Hello.
Yes, you're right that you (and your daughter) can get Residence in NZ on the strength of being Australian.
http://www.dol.govt.nz/immigration/k...base/item/1068 Since you're making NZ your home, you will probably want to qualify for PR, so bear this in mind.
http://www.dol.govt.nz/immigration/k...base/item/5323
Yes, once you have Resident status, you will be able to sponsor your husband for Residence
http://www.dol.govt.nz/immigration/k...base/item/1121 (as long as you can show proof you have lived together for at least 12 months, otherwise he will have to apply for a partner-sponsored work visa first, and build up to the 12 months' proof), upon showing that NZ is now your permanent place of residence.
http://www.immigration.govt.nz/migra...nersstatus.htm
As a UK passport holder, he would be able to enter as a visa-waiver visitor (simply filling in a card on the aeroplane) for six months, and extend that, and this would normally be WAY more time that it would take to have a partner-sponsored Residence processed (assuming satisfactory partnership proof, and no problems with character or health certificates). However, if he entered WITH you and your daughter, if you were looking to get Residence stamped in your passports upon arrival, there could be difficulties for him: being a visitor implies an intention to leave again, and, in most cases, that you hold a ticket out before you're allowed to board a plane in, so it would be obvious his situation wasn't straightforward. INZ officials at the airport are responsible for being alert to people who don't fit the profile and might end up as overstayers/illegals.
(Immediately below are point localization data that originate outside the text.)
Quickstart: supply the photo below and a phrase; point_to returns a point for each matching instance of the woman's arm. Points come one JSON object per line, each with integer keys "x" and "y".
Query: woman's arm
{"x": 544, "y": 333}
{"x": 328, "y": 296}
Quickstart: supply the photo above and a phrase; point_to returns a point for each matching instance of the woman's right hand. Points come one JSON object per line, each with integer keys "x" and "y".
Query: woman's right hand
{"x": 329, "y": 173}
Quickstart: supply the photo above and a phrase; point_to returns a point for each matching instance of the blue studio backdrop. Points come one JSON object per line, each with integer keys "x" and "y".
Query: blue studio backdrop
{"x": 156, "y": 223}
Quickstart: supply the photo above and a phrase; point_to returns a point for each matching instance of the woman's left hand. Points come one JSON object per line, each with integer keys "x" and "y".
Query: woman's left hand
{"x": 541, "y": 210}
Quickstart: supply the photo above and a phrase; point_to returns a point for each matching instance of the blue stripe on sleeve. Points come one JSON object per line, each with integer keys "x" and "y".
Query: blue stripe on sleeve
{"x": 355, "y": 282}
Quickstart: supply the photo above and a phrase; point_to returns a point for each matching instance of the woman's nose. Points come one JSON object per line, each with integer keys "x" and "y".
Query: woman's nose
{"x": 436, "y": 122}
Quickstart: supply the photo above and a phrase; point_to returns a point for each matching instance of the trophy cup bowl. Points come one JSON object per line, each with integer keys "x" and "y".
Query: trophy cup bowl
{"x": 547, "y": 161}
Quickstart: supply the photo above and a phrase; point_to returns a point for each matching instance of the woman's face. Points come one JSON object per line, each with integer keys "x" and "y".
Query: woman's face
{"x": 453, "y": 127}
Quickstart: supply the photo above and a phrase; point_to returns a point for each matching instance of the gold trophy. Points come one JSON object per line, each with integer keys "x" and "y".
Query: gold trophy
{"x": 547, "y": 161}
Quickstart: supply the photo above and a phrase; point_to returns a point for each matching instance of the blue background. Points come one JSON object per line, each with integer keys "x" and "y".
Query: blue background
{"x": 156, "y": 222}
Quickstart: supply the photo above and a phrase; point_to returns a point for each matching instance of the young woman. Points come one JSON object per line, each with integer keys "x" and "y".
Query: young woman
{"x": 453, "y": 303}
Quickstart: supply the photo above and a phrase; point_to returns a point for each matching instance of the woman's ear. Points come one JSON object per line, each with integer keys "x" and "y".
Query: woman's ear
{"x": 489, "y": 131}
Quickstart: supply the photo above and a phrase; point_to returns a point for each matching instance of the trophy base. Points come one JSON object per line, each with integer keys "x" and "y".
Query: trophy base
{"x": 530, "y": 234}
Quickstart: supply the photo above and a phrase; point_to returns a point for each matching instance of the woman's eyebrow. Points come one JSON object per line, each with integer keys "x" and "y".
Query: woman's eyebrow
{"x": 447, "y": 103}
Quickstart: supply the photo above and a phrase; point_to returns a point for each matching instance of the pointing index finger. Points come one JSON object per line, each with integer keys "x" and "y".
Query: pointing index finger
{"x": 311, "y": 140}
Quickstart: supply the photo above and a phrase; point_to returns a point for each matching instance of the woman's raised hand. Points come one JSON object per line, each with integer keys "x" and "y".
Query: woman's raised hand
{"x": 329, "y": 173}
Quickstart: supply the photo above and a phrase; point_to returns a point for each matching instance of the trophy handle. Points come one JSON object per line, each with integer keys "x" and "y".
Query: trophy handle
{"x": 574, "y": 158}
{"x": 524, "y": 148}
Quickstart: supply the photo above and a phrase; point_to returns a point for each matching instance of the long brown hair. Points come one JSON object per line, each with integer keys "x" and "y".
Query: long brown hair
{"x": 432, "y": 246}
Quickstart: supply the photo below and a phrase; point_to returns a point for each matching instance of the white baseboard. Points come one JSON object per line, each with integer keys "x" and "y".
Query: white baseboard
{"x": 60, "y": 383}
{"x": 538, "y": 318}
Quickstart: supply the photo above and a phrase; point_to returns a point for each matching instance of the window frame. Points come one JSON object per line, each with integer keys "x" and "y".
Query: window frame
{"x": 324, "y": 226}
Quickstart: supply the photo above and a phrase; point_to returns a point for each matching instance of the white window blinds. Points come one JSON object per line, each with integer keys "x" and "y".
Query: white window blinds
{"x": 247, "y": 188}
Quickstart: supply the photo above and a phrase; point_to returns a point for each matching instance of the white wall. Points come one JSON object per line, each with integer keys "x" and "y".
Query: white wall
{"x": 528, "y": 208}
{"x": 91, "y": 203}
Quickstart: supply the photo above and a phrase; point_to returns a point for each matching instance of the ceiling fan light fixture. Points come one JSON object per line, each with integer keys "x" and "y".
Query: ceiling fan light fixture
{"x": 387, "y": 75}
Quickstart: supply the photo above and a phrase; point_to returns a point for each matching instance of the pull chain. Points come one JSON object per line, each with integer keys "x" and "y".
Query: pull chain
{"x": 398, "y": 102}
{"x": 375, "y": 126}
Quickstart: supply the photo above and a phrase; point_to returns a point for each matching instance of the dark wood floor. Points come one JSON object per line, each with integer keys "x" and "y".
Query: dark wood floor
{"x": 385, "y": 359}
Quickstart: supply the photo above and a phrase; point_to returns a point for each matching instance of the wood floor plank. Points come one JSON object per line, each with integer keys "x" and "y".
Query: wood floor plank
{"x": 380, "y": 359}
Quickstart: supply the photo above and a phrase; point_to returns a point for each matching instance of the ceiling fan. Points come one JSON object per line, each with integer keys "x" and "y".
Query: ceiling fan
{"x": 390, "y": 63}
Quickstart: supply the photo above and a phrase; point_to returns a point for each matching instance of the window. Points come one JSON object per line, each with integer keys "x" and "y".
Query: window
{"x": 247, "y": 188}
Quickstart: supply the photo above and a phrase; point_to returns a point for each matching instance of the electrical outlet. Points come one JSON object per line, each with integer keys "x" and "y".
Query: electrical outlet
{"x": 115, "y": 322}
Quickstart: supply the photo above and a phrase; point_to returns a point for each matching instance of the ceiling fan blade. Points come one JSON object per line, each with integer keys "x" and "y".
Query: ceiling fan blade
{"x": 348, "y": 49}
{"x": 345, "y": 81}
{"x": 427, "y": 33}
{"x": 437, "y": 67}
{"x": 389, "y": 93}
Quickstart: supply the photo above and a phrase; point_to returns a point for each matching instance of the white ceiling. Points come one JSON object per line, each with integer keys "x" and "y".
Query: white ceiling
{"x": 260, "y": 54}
Anyway, assuming that you all arrived in NZ (passing over for the moment when you stated to the authorities your intention to be resident), there is no provision for any 'bridging visa' that would allow him to work. The partner-sponsored visas, whether the work visa or Residence, are among the quickest to be processed, but he would be a visitor in the meantime. If he wanted to apply for a work visa in his own right on the basis of his skill as a plasterer, he would be on the same terms as anyone else with NO connection to a NZ resident - see the Immigration NZ website Find A Visa section - and even with all the necessary qualifications, and a job offer, could not expect the visa to go through more quickly than a partner-sponsored one. And he still could not work on his visitor visa while waiting. YOU, an Australian, could immediately take any job offered to you, but he would need to wait for the appropriate visa.